Canada is a land of lakes, rivers, streams and wetlands — Manitoba alone has 100,000 lakes — but the idea that the country has an abundant supply of clean drinking water is a myth. Much of it, like Lake Winnipeg, is challenged by various forms of pollution, bacteria and toxic chemicals.
As such, Canadians, who consume more water per capita than any other nation, need to be leaders in the field of water research. The issue is not merely about reliable drinking water, but also the effects of pollution on climate change and aquatic life.
The ELA was established nearly 50 years ago to study the algal blooms that were polluting Lake Erie. Those early experiments helped develop an understanding of algal growth, which led to an improvement in the water quality in Lake Erie and other lakes around the world. Lake Winnipeg, too, has benefited from the research.
If the Conservative government believed federal taxpayers were being unfairly saddled with the modest cost of running the research station and the Freshwater Institute in Winnipeg, it should have launched a process to develop a new funding model for the work.
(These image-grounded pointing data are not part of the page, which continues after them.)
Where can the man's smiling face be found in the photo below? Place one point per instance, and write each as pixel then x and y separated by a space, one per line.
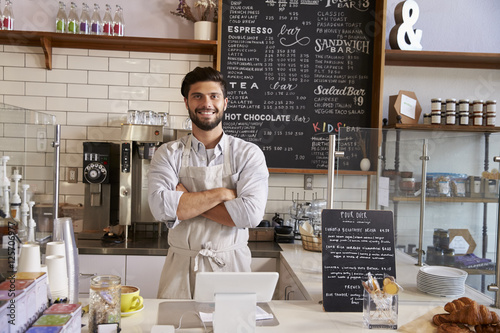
pixel 206 104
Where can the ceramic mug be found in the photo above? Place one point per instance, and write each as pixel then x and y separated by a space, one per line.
pixel 130 299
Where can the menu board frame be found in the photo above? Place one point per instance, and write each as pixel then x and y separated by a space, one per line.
pixel 375 105
pixel 354 243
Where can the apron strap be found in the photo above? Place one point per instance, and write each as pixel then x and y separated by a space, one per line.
pixel 206 251
pixel 185 153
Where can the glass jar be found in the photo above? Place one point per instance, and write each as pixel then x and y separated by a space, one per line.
pixel 491 106
pixel 427 118
pixel 451 104
pixel 477 106
pixel 463 112
pixel 451 118
pixel 491 119
pixel 477 119
pixel 443 113
pixel 105 301
pixel 436 117
pixel 435 104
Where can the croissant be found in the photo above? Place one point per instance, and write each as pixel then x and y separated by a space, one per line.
pixel 474 314
pixel 441 318
pixel 457 304
pixel 487 328
pixel 453 328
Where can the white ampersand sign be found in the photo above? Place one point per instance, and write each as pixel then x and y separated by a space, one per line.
pixel 402 35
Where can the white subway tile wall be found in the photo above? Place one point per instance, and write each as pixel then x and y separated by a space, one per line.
pixel 90 91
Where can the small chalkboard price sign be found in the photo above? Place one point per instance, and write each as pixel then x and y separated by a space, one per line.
pixel 355 243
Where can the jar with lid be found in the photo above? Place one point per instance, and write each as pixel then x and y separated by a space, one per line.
pixel 427 118
pixel 451 114
pixel 491 106
pixel 443 113
pixel 463 112
pixel 477 117
pixel 105 301
pixel 491 113
pixel 436 117
pixel 436 104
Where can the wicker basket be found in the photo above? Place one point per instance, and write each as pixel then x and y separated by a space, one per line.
pixel 311 243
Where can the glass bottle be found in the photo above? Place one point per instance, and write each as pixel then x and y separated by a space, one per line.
pixel 73 20
pixel 118 22
pixel 85 20
pixel 96 26
pixel 61 19
pixel 107 22
pixel 105 297
pixel 8 16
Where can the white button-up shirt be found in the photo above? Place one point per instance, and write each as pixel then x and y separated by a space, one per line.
pixel 248 162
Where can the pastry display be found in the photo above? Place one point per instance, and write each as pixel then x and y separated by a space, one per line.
pixel 466 315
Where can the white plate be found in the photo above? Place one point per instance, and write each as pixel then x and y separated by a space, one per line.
pixel 443 271
pixel 129 313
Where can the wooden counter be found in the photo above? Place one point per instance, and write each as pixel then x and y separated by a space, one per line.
pixel 308 316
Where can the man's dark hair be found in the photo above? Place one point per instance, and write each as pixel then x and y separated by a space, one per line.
pixel 202 74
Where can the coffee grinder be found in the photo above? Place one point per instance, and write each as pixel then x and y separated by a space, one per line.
pixel 138 144
pixel 101 178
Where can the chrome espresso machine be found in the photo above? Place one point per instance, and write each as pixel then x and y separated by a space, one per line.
pixel 101 179
pixel 138 144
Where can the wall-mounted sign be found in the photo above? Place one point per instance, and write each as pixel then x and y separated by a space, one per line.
pixel 402 35
pixel 297 72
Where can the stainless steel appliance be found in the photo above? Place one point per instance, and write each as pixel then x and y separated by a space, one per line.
pixel 101 179
pixel 138 144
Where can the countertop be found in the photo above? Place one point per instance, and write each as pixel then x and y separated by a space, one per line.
pixel 308 316
pixel 151 244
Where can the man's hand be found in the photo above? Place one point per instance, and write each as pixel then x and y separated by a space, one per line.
pixel 181 188
pixel 208 203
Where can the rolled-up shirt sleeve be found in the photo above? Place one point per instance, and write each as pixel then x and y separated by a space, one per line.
pixel 163 178
pixel 252 177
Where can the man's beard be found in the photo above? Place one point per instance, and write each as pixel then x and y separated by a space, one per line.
pixel 205 125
At the very least, the government should have done more research to determine the value of the ELA before abruptly announcing its closure.
The federal commitment to Lake Winnipeg is important, but it’s only one lake in a nation that has not treated its water supplies like a valuable resource. The work of the ELA is necessary to establish the security of Canada’s water, which is still the best argument for funding its work.